New Delhi, April 19: With the dismantling of the administered price mechanism (APM) and the linking of domestic prices of petroleum products to international prices, the national oil majors have seen a quantum leap in their profits but the consumer has largely been at the receiving end.

The Re 1 per litre cut in the price of diesel has had no impact on the mood of striking truckers as the price of the transport fuel has already been raised by Rs 4.06 per litre since January this year.

The recent price cut in diesel and petrol, ironically coinciding with the Iraq war, reverses the trend of steadily increasing prices of these two transport fuels since January this year.

The price of petrol and diesel had been increased five times this year with petrol going up by over Rs 4.56 per litre.

Official statistics reveal that on April 1, 2002, when the APM was dismantled, the price of petrol was Rs 26.54 per litre and that of diesel Rs 16.59 per litre. The prices of these two fuels started rising steadily and were around Rs 7 per litre higher for petrol and close to Rs 6 per litre more for diesel by mid-March this year.
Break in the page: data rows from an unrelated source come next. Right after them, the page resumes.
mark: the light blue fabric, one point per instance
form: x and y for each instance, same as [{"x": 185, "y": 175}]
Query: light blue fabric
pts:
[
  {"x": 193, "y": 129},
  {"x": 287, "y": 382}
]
Apart from the price reduction this week there were only three earlier occasions , since April 1, 2002, when the prices of these fuels were lowered. Once by as little as 18 paise per litre which was followed by a 70 paise per litre reduction in November and December last year.

The national oil companies, on their part have been claiming that they have not been passing on the entire increase in international prices to consumers and have been bearing part of the burden.

In fact, it is an open secret that the government restrains the oil companies from raising the prices of petro goods too often in order to avoid an adverse political fallout. This is the argument that the truckers are likely to hear each time they take up their demand for a “stable” diesel price regime.

Petroleum minister Ram Naik has stated that prices can be reduced further only if the price of the Indian basket of crude falls to $ 20 to 22 per barrel.

International prices for the Indian crude basket had touched a high of $ 32.56 per barrel during the first fortnight of March. This had fallen to a low of $ 23.53 per on April 7 which in turn led to the Re 1 per litre price cut.

The international price of UK's high-quality Brent crude is now hovering at $ 25 per barrel as there is enough oil in the Gulf and Iraqi supplies are also expected to resume soon.

The Opec cartel is, in fact, worried that crude prices may come down further and are meeting on April 24 to discuss output cuts to arrest the fall. The cartel is determined to keep the crude prices above $ 25 per barrel.

While the government is aware that diesel is a politically sensitive commodity used both in the transport and farm sectors any major concession to the truckers will amount to a reversal of its economic reforms policy aimed at ushering in market-driven prices. And the fact that the petroleum sector has been thrown open to private companies makes it even more difficult to compromise on the issue.